The longtime secretary to Pope Benedict XVI acknowledged Sunday that his tell-all memoir, published in the days after Benedict’s death, had been criticized for casting Pope Francis in an unfavorable light, but insisted that some of the polemics were more about prejudice than anything else.
In some of his first public comments since Benedict’s Dec. 31 death, Archbishop Georg Gaenswin said he remained loyal to Francis and that he was still waiting for the pontiff to give him a new job.

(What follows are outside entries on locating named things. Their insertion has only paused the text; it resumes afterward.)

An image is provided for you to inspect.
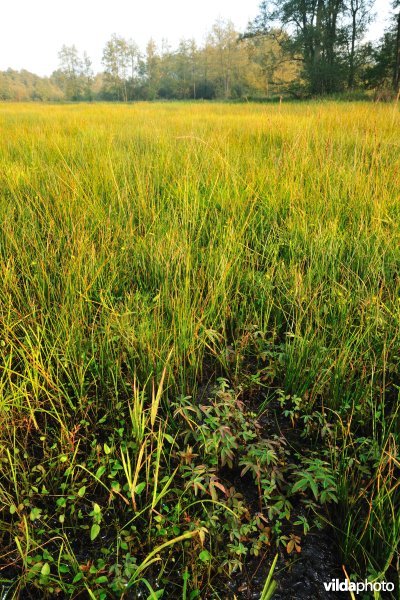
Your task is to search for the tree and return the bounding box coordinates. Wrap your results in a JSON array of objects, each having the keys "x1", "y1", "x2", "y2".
[
  {"x1": 81, "y1": 52, "x2": 94, "y2": 100},
  {"x1": 246, "y1": 0, "x2": 345, "y2": 94},
  {"x1": 58, "y1": 44, "x2": 83, "y2": 100},
  {"x1": 346, "y1": 0, "x2": 373, "y2": 89},
  {"x1": 102, "y1": 33, "x2": 129, "y2": 102}
]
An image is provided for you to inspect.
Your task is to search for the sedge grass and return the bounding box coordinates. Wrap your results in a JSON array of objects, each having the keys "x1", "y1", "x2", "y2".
[{"x1": 0, "y1": 102, "x2": 400, "y2": 597}]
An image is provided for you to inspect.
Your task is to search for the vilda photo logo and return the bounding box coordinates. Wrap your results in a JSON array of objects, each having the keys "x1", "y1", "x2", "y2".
[{"x1": 324, "y1": 579, "x2": 394, "y2": 594}]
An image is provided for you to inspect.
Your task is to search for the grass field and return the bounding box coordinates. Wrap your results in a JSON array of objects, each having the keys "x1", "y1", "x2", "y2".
[{"x1": 0, "y1": 102, "x2": 400, "y2": 600}]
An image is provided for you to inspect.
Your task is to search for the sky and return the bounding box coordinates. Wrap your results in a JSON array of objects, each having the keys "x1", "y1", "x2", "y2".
[{"x1": 0, "y1": 0, "x2": 390, "y2": 75}]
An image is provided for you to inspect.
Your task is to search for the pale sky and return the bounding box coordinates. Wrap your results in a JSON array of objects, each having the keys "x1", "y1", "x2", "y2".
[{"x1": 0, "y1": 0, "x2": 390, "y2": 75}]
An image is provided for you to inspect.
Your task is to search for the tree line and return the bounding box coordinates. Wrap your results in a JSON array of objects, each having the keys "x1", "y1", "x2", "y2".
[{"x1": 0, "y1": 0, "x2": 400, "y2": 102}]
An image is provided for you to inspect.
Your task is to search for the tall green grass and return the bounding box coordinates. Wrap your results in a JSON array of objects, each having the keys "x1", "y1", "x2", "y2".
[{"x1": 0, "y1": 102, "x2": 400, "y2": 597}]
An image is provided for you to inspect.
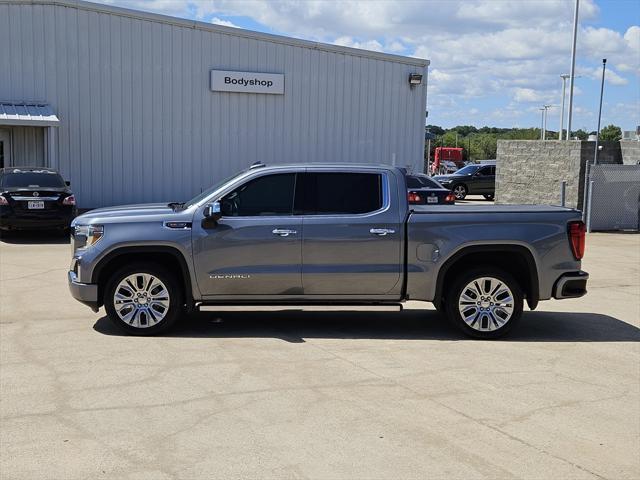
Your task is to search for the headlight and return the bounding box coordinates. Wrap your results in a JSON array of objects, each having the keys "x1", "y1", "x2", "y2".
[{"x1": 73, "y1": 225, "x2": 104, "y2": 248}]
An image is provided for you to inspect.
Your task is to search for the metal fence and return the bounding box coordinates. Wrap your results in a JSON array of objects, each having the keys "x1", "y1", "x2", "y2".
[{"x1": 587, "y1": 165, "x2": 640, "y2": 231}]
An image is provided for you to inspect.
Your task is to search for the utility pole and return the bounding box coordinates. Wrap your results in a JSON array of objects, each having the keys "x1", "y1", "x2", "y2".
[
  {"x1": 558, "y1": 73, "x2": 570, "y2": 140},
  {"x1": 566, "y1": 0, "x2": 580, "y2": 140}
]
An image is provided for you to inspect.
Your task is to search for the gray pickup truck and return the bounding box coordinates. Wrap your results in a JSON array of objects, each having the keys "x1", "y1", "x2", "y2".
[{"x1": 68, "y1": 164, "x2": 588, "y2": 338}]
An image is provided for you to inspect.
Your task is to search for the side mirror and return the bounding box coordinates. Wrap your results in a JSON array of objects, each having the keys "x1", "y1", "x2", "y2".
[{"x1": 202, "y1": 202, "x2": 221, "y2": 220}]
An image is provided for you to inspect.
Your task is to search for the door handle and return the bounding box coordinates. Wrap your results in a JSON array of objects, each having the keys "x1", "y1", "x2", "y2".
[
  {"x1": 369, "y1": 228, "x2": 396, "y2": 237},
  {"x1": 271, "y1": 228, "x2": 298, "y2": 237}
]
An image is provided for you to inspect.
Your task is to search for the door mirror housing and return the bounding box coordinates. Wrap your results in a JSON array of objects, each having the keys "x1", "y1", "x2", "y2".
[{"x1": 202, "y1": 202, "x2": 222, "y2": 220}]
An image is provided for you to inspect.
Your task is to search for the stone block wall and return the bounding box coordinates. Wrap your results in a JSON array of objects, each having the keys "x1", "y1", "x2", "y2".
[{"x1": 496, "y1": 140, "x2": 622, "y2": 209}]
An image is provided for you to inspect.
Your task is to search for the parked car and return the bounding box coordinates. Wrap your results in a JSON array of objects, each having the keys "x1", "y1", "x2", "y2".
[
  {"x1": 433, "y1": 163, "x2": 496, "y2": 200},
  {"x1": 407, "y1": 173, "x2": 456, "y2": 205},
  {"x1": 68, "y1": 164, "x2": 588, "y2": 338},
  {"x1": 0, "y1": 167, "x2": 77, "y2": 230}
]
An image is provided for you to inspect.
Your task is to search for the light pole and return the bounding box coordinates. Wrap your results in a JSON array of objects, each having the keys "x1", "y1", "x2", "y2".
[
  {"x1": 540, "y1": 105, "x2": 553, "y2": 140},
  {"x1": 566, "y1": 0, "x2": 580, "y2": 140},
  {"x1": 593, "y1": 58, "x2": 607, "y2": 165},
  {"x1": 558, "y1": 73, "x2": 571, "y2": 140}
]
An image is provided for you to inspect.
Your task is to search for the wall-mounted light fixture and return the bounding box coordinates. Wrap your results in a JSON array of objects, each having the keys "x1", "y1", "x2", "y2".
[{"x1": 409, "y1": 73, "x2": 422, "y2": 88}]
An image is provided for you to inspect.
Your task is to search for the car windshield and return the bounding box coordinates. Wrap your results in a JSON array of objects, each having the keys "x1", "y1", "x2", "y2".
[
  {"x1": 455, "y1": 165, "x2": 480, "y2": 175},
  {"x1": 407, "y1": 175, "x2": 442, "y2": 188},
  {"x1": 184, "y1": 170, "x2": 247, "y2": 208},
  {"x1": 2, "y1": 170, "x2": 65, "y2": 188}
]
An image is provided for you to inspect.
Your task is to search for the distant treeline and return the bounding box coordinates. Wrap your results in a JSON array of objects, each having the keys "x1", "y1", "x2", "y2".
[{"x1": 425, "y1": 125, "x2": 622, "y2": 160}]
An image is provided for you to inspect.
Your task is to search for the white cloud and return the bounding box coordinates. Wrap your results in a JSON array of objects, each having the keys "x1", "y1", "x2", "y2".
[
  {"x1": 211, "y1": 17, "x2": 240, "y2": 28},
  {"x1": 333, "y1": 37, "x2": 384, "y2": 52}
]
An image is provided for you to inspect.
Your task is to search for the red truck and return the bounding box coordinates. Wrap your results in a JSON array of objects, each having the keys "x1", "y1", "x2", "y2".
[{"x1": 431, "y1": 147, "x2": 464, "y2": 175}]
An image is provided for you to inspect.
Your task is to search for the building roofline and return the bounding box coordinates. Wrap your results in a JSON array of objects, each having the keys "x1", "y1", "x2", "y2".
[{"x1": 0, "y1": 0, "x2": 430, "y2": 68}]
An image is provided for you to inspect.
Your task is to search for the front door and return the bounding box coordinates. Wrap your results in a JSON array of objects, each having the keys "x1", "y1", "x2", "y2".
[
  {"x1": 192, "y1": 173, "x2": 302, "y2": 299},
  {"x1": 302, "y1": 170, "x2": 403, "y2": 300},
  {"x1": 0, "y1": 128, "x2": 11, "y2": 168}
]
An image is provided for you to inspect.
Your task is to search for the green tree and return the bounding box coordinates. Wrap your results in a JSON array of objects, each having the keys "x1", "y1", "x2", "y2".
[
  {"x1": 600, "y1": 125, "x2": 622, "y2": 142},
  {"x1": 571, "y1": 129, "x2": 589, "y2": 140}
]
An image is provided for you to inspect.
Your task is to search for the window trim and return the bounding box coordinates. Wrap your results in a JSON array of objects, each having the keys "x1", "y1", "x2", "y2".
[{"x1": 220, "y1": 170, "x2": 304, "y2": 218}]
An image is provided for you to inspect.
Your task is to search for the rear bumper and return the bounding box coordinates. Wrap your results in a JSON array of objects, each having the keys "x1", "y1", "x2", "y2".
[
  {"x1": 67, "y1": 271, "x2": 100, "y2": 312},
  {"x1": 553, "y1": 270, "x2": 589, "y2": 300}
]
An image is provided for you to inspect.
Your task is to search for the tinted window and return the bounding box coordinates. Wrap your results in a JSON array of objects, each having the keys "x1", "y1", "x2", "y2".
[
  {"x1": 2, "y1": 170, "x2": 65, "y2": 188},
  {"x1": 296, "y1": 173, "x2": 382, "y2": 215},
  {"x1": 221, "y1": 173, "x2": 296, "y2": 217}
]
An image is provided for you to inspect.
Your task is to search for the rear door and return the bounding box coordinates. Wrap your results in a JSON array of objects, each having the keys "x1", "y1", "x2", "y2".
[{"x1": 299, "y1": 169, "x2": 406, "y2": 299}]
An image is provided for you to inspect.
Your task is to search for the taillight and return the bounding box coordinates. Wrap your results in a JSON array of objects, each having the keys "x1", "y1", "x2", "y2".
[
  {"x1": 569, "y1": 220, "x2": 587, "y2": 260},
  {"x1": 409, "y1": 192, "x2": 421, "y2": 203}
]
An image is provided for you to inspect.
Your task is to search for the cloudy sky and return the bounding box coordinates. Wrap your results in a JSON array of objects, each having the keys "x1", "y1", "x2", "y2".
[{"x1": 103, "y1": 0, "x2": 640, "y2": 131}]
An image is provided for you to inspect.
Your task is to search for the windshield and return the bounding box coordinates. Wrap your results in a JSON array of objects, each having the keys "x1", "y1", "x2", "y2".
[
  {"x1": 455, "y1": 165, "x2": 480, "y2": 175},
  {"x1": 407, "y1": 175, "x2": 442, "y2": 188},
  {"x1": 2, "y1": 170, "x2": 65, "y2": 188},
  {"x1": 184, "y1": 170, "x2": 247, "y2": 208}
]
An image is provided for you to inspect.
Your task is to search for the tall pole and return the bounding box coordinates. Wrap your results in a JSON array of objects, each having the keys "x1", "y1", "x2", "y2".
[
  {"x1": 593, "y1": 58, "x2": 607, "y2": 165},
  {"x1": 567, "y1": 0, "x2": 580, "y2": 140},
  {"x1": 558, "y1": 73, "x2": 569, "y2": 140}
]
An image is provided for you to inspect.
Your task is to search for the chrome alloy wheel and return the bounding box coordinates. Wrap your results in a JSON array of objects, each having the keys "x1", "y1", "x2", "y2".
[
  {"x1": 458, "y1": 277, "x2": 514, "y2": 332},
  {"x1": 113, "y1": 273, "x2": 170, "y2": 328}
]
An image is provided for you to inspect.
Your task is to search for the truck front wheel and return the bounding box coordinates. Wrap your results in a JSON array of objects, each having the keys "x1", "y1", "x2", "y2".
[
  {"x1": 104, "y1": 263, "x2": 183, "y2": 335},
  {"x1": 446, "y1": 266, "x2": 523, "y2": 339}
]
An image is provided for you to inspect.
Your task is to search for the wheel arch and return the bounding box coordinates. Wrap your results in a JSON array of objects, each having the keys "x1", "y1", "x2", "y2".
[
  {"x1": 91, "y1": 246, "x2": 194, "y2": 308},
  {"x1": 434, "y1": 244, "x2": 540, "y2": 310}
]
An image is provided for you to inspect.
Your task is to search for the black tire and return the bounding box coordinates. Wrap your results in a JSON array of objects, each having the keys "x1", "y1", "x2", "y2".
[
  {"x1": 445, "y1": 265, "x2": 524, "y2": 340},
  {"x1": 104, "y1": 262, "x2": 184, "y2": 336},
  {"x1": 451, "y1": 183, "x2": 469, "y2": 200}
]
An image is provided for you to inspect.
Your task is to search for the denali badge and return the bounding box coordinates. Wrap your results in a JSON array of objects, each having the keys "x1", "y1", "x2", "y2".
[{"x1": 209, "y1": 273, "x2": 251, "y2": 280}]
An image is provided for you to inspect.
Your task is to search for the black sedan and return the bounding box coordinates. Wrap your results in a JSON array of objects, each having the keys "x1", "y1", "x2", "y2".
[
  {"x1": 434, "y1": 163, "x2": 496, "y2": 200},
  {"x1": 406, "y1": 173, "x2": 456, "y2": 205},
  {"x1": 0, "y1": 167, "x2": 77, "y2": 230}
]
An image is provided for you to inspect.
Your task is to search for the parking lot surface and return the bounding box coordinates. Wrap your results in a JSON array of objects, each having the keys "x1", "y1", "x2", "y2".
[{"x1": 0, "y1": 234, "x2": 640, "y2": 480}]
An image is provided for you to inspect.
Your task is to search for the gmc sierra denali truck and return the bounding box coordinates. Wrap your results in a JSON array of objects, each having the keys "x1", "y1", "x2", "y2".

Gaenswein’s future has been the subject of much speculation following Benedict’s death and the publication of “Nothing But the Truth: My Life Beside Pope Benedict XVI.” In the memoir, Gaenswein charted his nearly 30 years working with Benedict, but also settled old scores, revealed palace intrigues and detailed some of the bad blood that accrued during the decade in which Benedict lived as a retired pope alongside Francis.
Published during the emotional period around Benedict’s Jan. 5 funeral, the book came to encapsulate the conservative criticism that has been directed at Francis and his more progressive bent by people nostalgic for Benedict’s doctrinaire papacy.
Speaking to Sky TG24 Sunday after celebrating Mass at a Rome-area church, Gaenswein acknowledged his book had raised eyebrows both for its content and the timing of its publication.
“There are and will be criticisms,” he said. “And I have to live with the criticisms.”
He said that he welcomed well-founded criticism.
“If the criticisms aren’t well-founded, but are criticisms from prejudice or other unfounded motives, I have to accept them, but I cannot take them seriously. True criticism I accept and I learn from,” he said.
He spoke to Sky at Santa Maria Consolatrice, which was the titular church of Benedict when he was Cardinal Joseph Ratzinger. After the Mass, a plaque honoring the late pope was unveiled.
In an interview with The Associated Press on Jan. 24, Francis responded to Gaenswein's critiques, and those of other conservatives, by saying they were natural after 10 years and proved that the prelates felt free to speak.